EXORCISM requests, a spliff-shaped floral tribute, and a loving, open, laughing community that has "made me the priest I am."
It is these things Father Martin Powell says will stick with him about New Addington, as he moves on to a new role.
The 42-year-old will give his final sermon as vicar at St Edward's Church on Sunday, December 15, before taking up a new priesthood in Chichester.
Reflecting on a decade leading a parish of some 20,000 people, he said: "So many memories...so many fantastic weddings.
"Some beautiful ones and also some were outrageous – shocking pink dresses, that sort of thing.
"I had a floral tribute on a coffin that was in the shape of a four-foot long (marijuana) spliff, so these kind of things will stick with me.
"But actually one of the things that will stick with me the most is the sense of fun that people have here.
"When you come together and have a laugh you really do have a laugh.
"People are open to enjoying each other's company and I shall take that away with me."
Father Powell was just out of the curacy when he started at St Edward's and says he has come into his own as a priest in New Addington.
The dad-of-two said: "I have really learned all the ins and outs of the priesthood here.
"From dealing with people who want exorcisms (it normally ends up as sort of a house blessing) to people on their death beds.
"I am so grateful for people for what they have done for me in terms of my ministry. They have made me the priest I am, really.

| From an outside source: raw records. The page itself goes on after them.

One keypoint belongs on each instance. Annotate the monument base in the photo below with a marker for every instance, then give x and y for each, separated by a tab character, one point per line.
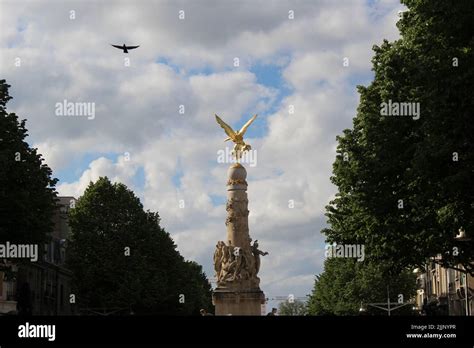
238	302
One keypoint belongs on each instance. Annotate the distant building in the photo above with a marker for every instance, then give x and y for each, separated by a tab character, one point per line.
46	284
441	291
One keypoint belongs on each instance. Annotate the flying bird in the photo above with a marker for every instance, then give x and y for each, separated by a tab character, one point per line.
237	137
125	48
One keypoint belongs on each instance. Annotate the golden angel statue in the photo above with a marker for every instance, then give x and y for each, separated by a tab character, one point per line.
237	137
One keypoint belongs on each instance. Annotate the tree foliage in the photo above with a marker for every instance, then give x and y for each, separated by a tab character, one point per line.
346	284
406	188
27	193
122	258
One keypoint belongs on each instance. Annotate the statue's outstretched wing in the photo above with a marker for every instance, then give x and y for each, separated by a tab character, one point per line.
249	122
228	130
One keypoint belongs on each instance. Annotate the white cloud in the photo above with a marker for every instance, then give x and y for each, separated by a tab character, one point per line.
137	108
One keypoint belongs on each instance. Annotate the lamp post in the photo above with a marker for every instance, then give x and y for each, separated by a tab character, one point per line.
463	237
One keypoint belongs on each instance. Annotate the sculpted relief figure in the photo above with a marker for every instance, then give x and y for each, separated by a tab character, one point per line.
257	253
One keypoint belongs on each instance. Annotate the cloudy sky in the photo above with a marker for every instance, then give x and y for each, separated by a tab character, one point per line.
291	72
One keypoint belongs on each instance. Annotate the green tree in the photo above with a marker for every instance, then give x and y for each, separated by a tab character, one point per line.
346	283
293	308
27	189
122	258
404	185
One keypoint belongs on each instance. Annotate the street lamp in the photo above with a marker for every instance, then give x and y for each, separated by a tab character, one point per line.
463	237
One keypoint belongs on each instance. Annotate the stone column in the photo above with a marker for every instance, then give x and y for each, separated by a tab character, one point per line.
236	261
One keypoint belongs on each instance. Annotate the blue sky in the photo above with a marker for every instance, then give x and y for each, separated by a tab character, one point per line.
173	157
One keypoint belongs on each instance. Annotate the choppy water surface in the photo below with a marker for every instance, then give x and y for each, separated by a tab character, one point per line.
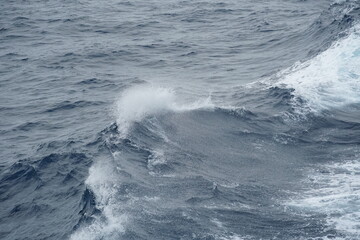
180	119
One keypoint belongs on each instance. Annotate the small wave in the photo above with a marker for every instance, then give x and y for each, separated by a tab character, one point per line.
335	193
139	102
331	79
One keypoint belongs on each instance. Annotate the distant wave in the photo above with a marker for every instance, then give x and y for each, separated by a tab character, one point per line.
138	102
331	79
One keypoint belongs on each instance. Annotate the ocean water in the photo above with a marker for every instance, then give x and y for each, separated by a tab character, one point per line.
203	120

"I try to be compassionate, hard-working, realistic and down to earth. Loving, hopefully funny, and just open and accessible."
The very modern minister – known for his blogging, texting and tweeting on spiritual and community matters – has worked to bring more young families into the fold and increase partnerships with other churches in the area.

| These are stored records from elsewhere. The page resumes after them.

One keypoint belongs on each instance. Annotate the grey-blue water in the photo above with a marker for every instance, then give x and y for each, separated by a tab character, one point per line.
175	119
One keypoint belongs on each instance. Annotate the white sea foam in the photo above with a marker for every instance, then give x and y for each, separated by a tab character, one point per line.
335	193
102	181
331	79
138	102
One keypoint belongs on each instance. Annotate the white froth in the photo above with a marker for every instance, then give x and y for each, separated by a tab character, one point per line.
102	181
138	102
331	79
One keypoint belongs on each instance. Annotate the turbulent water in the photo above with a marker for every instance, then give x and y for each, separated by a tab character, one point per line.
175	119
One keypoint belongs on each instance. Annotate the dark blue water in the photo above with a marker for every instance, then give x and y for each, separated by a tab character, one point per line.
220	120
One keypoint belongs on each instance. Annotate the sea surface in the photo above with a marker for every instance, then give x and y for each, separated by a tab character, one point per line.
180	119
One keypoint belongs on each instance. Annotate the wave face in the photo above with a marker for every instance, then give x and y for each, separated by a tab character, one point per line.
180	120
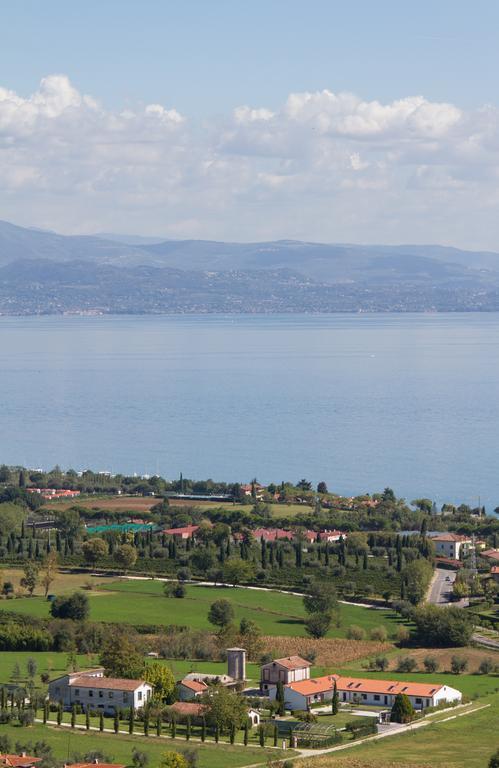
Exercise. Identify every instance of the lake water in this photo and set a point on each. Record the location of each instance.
(361, 401)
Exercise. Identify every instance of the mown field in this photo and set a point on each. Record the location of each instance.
(65, 742)
(466, 741)
(143, 602)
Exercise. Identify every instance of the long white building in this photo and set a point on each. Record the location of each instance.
(301, 695)
(93, 690)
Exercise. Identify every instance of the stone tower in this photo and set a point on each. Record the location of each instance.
(236, 663)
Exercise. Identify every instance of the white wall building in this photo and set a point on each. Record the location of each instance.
(93, 690)
(301, 695)
(452, 545)
(290, 669)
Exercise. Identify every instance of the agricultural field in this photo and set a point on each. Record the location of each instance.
(46, 661)
(65, 742)
(143, 602)
(464, 741)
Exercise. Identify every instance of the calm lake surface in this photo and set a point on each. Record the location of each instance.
(361, 401)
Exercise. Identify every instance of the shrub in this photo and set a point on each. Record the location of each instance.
(430, 664)
(486, 667)
(355, 633)
(379, 633)
(458, 664)
(406, 664)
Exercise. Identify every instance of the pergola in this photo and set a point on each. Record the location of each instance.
(314, 734)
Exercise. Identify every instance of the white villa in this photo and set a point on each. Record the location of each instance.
(301, 695)
(93, 690)
(290, 669)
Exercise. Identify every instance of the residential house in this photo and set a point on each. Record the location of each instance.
(491, 554)
(287, 670)
(494, 572)
(19, 761)
(93, 764)
(303, 694)
(93, 690)
(191, 689)
(451, 545)
(187, 532)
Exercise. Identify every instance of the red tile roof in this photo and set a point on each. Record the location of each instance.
(188, 708)
(292, 662)
(106, 683)
(92, 765)
(194, 685)
(363, 685)
(187, 530)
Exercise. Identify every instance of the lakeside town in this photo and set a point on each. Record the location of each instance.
(195, 623)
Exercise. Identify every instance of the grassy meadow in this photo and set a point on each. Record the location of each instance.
(456, 740)
(118, 747)
(143, 602)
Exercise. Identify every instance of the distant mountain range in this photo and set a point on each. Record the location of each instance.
(42, 272)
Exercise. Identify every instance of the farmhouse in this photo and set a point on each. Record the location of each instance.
(191, 689)
(287, 670)
(187, 532)
(302, 694)
(93, 690)
(452, 545)
(19, 761)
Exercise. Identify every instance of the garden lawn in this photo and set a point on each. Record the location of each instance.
(46, 661)
(143, 602)
(65, 741)
(463, 742)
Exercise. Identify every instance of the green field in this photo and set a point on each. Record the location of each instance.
(65, 742)
(46, 661)
(466, 741)
(143, 602)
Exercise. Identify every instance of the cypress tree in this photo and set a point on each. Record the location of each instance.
(335, 705)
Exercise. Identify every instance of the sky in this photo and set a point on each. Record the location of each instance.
(355, 121)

He has also helped St Edward's buck a national trend for church attendance, with regular Sunday worshippers now numbering about 120 compared to roughly 90 when he started.
That is partly due to changing demographics in the neighbourhood, with people from so-called 'black minority ethnic' communities now making up about 40 per cent of his regular congregants, compared to about 22 per cent when he started.
He said: "I think that is true of New Addington as a whole and in particular true of churches.
"A lot who are new to the country come with a Christian background already so they go through the church.
"That has opened up all sorts of avenues for us in terms of celebrating our differences."
Father Powell's successor will be chosen after a six-month interregnum.